Mau tahu cara mutakhir nan ampuh untuk mencari jawaban suatu pertanyaan? Tuliskan pertanyaan tersebut sebagai status di Facebook, Twitter, Plurk, atau berbagai jejaring sosial lain yang menyediakan fitur pembaruan status.
Ingin tahu tren berita terbaru tanpa perlu membaca koran atau majalah? Lihat saja tren status teman-teman Anda di situs-situs jejaring sosial tersebut.

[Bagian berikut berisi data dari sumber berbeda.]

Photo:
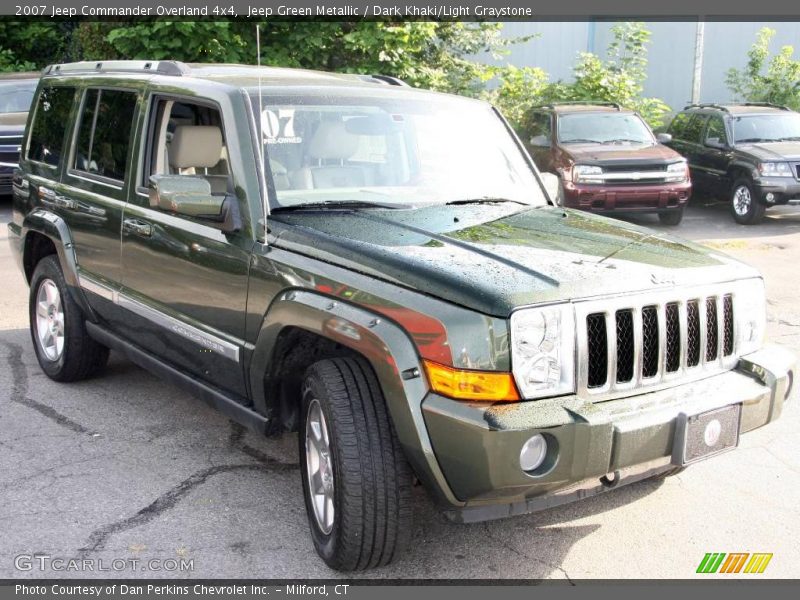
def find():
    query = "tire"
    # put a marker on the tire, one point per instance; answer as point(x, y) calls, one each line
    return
point(746, 209)
point(68, 354)
point(672, 218)
point(368, 473)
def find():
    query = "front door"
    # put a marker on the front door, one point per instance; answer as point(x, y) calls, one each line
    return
point(184, 278)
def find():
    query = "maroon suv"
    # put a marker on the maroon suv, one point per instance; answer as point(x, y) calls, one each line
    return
point(609, 160)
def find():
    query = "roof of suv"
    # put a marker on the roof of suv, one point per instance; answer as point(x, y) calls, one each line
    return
point(743, 108)
point(584, 106)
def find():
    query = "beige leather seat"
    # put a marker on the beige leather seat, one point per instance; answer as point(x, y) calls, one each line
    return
point(195, 149)
point(330, 142)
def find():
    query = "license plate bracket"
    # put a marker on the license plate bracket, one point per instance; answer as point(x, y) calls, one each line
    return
point(706, 434)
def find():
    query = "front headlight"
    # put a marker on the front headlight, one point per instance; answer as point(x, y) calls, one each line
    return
point(677, 172)
point(586, 174)
point(750, 310)
point(775, 170)
point(543, 350)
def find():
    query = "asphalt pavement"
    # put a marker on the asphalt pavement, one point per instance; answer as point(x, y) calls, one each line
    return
point(125, 469)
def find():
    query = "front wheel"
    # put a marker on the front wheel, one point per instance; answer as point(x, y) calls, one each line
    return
point(745, 207)
point(356, 481)
point(63, 347)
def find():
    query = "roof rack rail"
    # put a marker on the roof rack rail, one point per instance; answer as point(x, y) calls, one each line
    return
point(706, 105)
point(386, 79)
point(158, 67)
point(768, 104)
point(581, 102)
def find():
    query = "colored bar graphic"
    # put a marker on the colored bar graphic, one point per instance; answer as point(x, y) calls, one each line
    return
point(758, 562)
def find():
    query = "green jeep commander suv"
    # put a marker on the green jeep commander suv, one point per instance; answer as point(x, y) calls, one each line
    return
point(380, 269)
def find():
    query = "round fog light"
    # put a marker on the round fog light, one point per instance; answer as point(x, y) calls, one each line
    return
point(533, 453)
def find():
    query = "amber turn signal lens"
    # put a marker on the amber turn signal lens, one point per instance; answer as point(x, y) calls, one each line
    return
point(488, 386)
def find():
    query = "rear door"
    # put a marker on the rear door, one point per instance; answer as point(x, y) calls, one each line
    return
point(715, 157)
point(184, 279)
point(95, 184)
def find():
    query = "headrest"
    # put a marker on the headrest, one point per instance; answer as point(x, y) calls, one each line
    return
point(195, 146)
point(332, 141)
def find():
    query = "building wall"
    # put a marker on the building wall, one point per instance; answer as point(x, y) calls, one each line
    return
point(671, 53)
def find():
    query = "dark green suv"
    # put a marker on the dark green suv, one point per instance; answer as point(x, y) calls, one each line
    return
point(380, 269)
point(748, 154)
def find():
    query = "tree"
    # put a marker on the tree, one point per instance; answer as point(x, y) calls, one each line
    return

James Surowiecki dalam bukunya The Wisdom of Crowds (2004) memberikan suatu tesis tentang fenomena ini. Menurutnya, agregasi informasi yang menghasilkan suatu keputusan atau kesimpulan dari khalayak atau orang banyak (crowd) seringkali lebih arif dibandingkan yang dihasilkan oleh masing-masing individu dalam kelompok tersebut.
Tentu saja tesis ini tidak selalu benar. Kerumunan masyarakat yang sedang marah atau memprotes sesuatu, misalnya, alih-alih menjadi lebih arif dibandingkan masing-masing individunya, malah dapat menimbulkan akibat yang merusak. Perlu diwaspadai juga kemungkinan timbulnya riam informasi (information cascade) yang malah dapat menyesatkan.
Ada empat elemen penting yang menurut Surowiecki diperlukan untuk menghasilkan kearifan khalayak, yaitu diversifikasi, independensi, desentralisasi, dan agregasi.
Diversifikasi diperlukan untuk mengumpulkan sebanyak mungkin keping informasi. Independensi dibutuhkan agar masing-masing orang menaruh perhatian hanya pada informasi mereka tanpa peduli pikiran orang lain. Desentralisasi harus ada supaya tak ada orang yang mendikte jawaban orang lain. Dan terakhir, perlu ada suatu metode agregasi untuk menyimpulkan semua pendapat menjadi satu simpulan kolektif.
Pemanfaatan kearifan khalayak merupakan salah satu ciri dari apa yang disebut dengan Web 2.0. Situs-situs blog, wiki, dan jejaring sosial merupakan sarana untuk memperoleh informasi yang beragam, independen, dan terdesentralisasi. Tentunya elemen terpenting yang diserahkan kembali kepada khalayak atau individu adalah metode agregasi untuk menyimpulkan semua derau informasi tersebut. “Derau adalah pesan,” demikian ujar suatu tao.
Dengan tidak bermaksud melebih-lebihkan, Wikipedia sebenarnya telah menerapkan kearifan khalayak dengan mengizinkan semua orang untuk berkontribusi pada suatu artikel sejak tahun 2001, lho!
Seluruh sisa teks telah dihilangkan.